BUG: overriding intermediate data when no outputs asked #25

ankostis · 2019-10-02T01:44:50Z

In the following diagram, all data are given, and asked is different, depending on whether we expicitly ask it in the outputs:

when asked output asked, it checks overriden is already given and dose not recompute it,
without outputs, it overrides it.

Code to reproduce it:

def test_pruning_not_overrides_given_intermediate():
    # Test #25: not overriding intermediate data when an output is not asked
    graph = compose(name="graph")(
        operation(name="unjustly run", needs=["a"], provides=["overriden"])(lambda a: a),
        operation(name="op", needs=["overriden", "c"], provides=["asked"])(add),
    )
    graph.net.plot('t.png')
    assert graph({'a': 5, 'overriden': 1, "c": 2}, ['asked']) == {'asked': 3}  # that's ok
    assert graph({'a': 5, 'overriden': 1, "c": 2}) == {'a': 5, 'overriden': 1, "c": 2, 'asked': 3}  # FAILs

Root cause:

The code that prunes the predecessors of intermediate data runs only when outputs asked.
The existing "pruning" TCs were too simple to catch this.

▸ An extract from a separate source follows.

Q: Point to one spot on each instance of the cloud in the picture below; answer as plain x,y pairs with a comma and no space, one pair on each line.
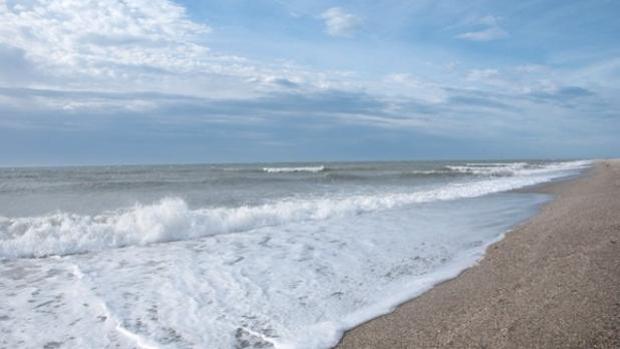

Note that the pruning code in v1.2.4 is buggy (#24), so it cannot be used as is.

The text was updated successfully, but these errors were encountered:

needed to refactor the new pruning algorithm. - expected 2 TCs fail for yet-to-be-solved yahoo#24 & yahoo#25 bugs.

ankostis · 2019-10-02T12:48:21Z

Another "too pruning" but more complex example is when a multi-output operation MUST NOT run, not to override a given intermediate input, but it MUST run, to provide other outputs.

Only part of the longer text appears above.